Probable antifungal Resistance Mechanisms in Dermatophytes In vivo, anti fungal resistance is also correlated with antifungal misuse because patients often fail to finish the full course of treatment. Thus, the inadequate use or dosage of drugs contributes to the failure in eliminating the disease agent completely, encouraging growth of the most resistant strains, which may lead to hard-to-treat fungal infections.

Only few reports have addressed the drug resistance mechanism in dermatophytes, and most of them have been described in T. rubrum. It is noteworthy that resistance to a particular drug can be achieved by more than one mechanism and probably, under certain circumstances, they are activated simultaneously.

Although dermatophytes have powerful metabolic machinery for survival, they have to overcome many pitfalls imposed by the host. Thus, dermatophytes have developed mechanisms that allow them to avoid the host defences such as the immunosuppressive action of fungal mannans that causes reduction of inflammation and phagocytosis. The chemical composition of the cell wall of dermatophytes plays an important role in pathogenicity because of the existing correlation between alteration in the chemical composition of the cell wall, cell dimorphism and virulence.

Probable role of Isotretinoin against dermatophytes Following adherence, successful installation of dermatophytes requires rapid germination of arthroconidia and penetration of hyphae into the stratum corneum. Failure to do so results in elimination by the continuous desquamation of the epithelium. Retinoids act as modulators of epidermal growth and differentiation. Although they normalize proliferation in hyperproliferative epithelia as in psoriasis; in normal epidermis, they promote cell proliferation. Therefore, increased cell turnover in the epidermis may halt the spread of ongoing infection by eliminating the growing dermatophyte. Retinoids are also known to alter terminal differentiation towards a non-keratinizing, metaplastic and mucosa-like epithelium.

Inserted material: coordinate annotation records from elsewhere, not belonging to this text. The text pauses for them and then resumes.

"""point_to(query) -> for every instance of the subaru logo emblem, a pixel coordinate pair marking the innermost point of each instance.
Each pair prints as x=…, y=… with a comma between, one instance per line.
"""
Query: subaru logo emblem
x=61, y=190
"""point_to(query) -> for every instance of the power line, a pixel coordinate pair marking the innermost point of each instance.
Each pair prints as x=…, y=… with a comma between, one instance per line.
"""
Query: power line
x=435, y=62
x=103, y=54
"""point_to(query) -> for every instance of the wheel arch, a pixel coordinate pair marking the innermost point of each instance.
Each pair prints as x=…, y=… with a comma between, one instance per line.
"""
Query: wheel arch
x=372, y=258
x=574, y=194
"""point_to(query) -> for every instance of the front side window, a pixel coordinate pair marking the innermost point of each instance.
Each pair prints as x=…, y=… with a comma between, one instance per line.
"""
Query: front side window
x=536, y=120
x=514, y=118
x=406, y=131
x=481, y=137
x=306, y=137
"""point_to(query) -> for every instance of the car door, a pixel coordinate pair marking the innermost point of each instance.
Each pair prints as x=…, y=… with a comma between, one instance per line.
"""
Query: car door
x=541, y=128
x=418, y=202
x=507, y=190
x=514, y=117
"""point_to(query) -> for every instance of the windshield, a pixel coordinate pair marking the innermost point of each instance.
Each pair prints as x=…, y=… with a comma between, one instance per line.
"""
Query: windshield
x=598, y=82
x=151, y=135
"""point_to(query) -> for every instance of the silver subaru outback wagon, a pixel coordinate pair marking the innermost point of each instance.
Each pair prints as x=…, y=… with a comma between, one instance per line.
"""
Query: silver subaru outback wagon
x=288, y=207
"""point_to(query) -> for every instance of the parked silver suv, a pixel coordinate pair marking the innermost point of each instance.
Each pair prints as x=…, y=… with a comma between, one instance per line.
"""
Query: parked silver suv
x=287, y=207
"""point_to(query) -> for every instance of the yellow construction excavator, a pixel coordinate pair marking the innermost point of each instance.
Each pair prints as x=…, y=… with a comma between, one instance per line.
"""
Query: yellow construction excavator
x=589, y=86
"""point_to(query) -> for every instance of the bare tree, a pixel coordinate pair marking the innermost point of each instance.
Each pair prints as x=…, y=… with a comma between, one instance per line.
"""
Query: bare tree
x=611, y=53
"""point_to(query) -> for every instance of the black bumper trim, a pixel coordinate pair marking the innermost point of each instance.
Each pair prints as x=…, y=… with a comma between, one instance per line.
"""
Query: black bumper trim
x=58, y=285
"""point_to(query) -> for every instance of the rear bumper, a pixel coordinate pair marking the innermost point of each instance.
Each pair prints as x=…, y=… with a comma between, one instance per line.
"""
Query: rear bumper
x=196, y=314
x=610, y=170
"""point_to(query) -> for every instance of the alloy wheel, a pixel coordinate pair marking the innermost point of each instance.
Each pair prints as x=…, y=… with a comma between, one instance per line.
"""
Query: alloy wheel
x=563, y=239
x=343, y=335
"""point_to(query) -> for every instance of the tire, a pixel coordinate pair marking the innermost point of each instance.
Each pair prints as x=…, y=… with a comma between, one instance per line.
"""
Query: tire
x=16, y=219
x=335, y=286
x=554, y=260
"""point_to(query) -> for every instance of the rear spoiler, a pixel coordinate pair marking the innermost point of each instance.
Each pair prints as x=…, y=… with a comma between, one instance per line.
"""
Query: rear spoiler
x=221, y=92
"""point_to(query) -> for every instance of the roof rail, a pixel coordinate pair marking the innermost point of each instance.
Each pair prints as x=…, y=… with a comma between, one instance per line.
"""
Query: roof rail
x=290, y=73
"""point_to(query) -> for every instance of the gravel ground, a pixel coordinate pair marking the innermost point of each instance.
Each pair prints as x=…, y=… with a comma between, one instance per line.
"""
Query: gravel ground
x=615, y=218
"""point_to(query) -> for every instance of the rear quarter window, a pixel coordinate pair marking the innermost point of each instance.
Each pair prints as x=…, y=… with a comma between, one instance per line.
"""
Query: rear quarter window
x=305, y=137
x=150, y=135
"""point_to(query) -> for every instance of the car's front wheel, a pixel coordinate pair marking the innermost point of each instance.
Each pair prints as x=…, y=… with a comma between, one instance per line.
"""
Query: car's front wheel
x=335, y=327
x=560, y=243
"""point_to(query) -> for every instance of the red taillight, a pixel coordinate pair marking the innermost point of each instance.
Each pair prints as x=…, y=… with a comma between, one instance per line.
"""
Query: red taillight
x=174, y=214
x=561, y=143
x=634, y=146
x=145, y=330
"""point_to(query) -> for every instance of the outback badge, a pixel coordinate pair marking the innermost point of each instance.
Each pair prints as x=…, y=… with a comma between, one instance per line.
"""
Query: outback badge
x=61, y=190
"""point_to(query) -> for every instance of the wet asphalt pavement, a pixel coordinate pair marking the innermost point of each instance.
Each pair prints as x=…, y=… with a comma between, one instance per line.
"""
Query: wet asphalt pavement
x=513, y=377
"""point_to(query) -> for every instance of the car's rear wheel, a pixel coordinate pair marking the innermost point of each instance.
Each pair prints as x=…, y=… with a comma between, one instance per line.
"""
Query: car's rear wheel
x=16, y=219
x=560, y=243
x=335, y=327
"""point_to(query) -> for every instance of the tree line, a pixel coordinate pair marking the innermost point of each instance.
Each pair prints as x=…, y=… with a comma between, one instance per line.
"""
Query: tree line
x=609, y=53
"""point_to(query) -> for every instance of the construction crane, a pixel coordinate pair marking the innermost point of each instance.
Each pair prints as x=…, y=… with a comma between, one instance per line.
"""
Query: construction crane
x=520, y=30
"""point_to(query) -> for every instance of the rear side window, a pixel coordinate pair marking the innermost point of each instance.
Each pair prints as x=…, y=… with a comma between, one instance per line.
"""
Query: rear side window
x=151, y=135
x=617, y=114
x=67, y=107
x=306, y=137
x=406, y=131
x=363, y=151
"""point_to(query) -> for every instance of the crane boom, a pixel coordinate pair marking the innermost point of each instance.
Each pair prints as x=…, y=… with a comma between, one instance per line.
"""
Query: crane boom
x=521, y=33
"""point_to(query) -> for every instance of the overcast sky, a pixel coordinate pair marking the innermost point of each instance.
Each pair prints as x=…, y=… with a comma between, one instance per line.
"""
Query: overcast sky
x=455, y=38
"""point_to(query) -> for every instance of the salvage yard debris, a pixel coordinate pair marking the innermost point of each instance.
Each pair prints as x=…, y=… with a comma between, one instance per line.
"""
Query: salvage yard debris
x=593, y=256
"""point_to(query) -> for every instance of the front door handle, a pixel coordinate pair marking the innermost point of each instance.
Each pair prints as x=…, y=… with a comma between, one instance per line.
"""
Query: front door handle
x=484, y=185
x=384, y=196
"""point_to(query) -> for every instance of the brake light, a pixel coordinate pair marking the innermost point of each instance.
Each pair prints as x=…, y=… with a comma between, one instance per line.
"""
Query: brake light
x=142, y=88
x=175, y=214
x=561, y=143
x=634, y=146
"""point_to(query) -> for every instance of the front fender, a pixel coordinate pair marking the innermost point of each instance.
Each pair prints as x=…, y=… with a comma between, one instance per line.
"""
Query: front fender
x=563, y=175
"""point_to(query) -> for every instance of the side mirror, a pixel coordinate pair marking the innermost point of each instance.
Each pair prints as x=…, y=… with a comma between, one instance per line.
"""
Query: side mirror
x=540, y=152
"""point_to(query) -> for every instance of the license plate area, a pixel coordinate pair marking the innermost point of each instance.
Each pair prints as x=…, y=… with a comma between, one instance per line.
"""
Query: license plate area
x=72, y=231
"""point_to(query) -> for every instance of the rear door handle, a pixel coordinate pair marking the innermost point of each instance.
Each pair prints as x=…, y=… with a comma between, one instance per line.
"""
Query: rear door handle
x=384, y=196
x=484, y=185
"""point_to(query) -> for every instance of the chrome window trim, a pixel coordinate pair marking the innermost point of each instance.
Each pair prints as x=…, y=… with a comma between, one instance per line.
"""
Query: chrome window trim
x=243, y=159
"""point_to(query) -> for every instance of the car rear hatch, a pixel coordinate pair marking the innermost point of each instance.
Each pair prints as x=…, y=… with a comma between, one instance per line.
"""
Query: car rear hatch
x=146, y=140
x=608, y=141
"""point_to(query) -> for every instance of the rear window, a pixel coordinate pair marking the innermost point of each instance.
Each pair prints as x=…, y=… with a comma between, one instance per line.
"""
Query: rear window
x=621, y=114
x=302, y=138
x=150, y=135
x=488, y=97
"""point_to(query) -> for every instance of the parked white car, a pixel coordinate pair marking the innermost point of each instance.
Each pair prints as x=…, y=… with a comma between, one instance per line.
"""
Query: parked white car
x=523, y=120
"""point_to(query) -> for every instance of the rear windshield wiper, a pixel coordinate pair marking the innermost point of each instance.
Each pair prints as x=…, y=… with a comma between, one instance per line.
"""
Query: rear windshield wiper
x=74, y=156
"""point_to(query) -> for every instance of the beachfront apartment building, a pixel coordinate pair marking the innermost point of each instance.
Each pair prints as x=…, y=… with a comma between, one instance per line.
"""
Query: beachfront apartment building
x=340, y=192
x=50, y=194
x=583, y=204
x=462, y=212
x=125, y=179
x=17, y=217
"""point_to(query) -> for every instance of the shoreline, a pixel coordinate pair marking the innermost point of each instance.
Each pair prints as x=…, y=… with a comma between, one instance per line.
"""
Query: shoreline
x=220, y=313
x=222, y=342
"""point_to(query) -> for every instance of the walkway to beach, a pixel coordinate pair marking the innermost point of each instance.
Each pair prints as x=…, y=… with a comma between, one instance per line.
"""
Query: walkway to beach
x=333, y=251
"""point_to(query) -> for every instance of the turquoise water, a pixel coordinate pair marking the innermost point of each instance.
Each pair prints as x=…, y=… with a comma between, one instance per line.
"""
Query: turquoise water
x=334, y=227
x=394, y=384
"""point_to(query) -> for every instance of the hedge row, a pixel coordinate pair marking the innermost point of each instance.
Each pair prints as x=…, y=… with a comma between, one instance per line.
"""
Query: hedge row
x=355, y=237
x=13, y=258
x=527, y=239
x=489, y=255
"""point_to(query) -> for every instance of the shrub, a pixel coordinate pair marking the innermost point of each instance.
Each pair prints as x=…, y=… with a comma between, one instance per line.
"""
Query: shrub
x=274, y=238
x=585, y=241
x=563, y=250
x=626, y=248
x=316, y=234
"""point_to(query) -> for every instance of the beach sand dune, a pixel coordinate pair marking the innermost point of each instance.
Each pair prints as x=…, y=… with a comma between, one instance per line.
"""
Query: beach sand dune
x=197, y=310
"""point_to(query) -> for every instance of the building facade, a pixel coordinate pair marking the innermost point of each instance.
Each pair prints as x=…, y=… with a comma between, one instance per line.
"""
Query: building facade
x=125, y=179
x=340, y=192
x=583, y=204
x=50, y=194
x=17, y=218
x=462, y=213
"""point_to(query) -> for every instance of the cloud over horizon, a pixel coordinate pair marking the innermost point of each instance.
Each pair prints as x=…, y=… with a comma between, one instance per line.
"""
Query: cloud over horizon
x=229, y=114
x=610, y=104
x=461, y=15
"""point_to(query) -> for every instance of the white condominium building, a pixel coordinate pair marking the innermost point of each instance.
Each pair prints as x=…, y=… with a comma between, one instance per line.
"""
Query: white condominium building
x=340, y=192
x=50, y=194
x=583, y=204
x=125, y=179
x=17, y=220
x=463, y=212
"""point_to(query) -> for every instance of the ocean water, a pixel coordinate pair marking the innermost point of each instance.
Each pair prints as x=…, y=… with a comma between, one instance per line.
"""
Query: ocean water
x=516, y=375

Another aspect is the altered glycosylation pattern of normal skin treated with retinoic acid that resembles that of mucosal epithelium with a reduction of tonofilaments, decreased corneocyte cohesiveness, impaired function of the permeability barrier and increased transepidermal water loss. This could thus explain the keratolytic effect of retinoids in hyperkeratotic disorder and could be extrapolated to any probable role of isotretinoin that we see in chronic and recurrent dermatophyte infections.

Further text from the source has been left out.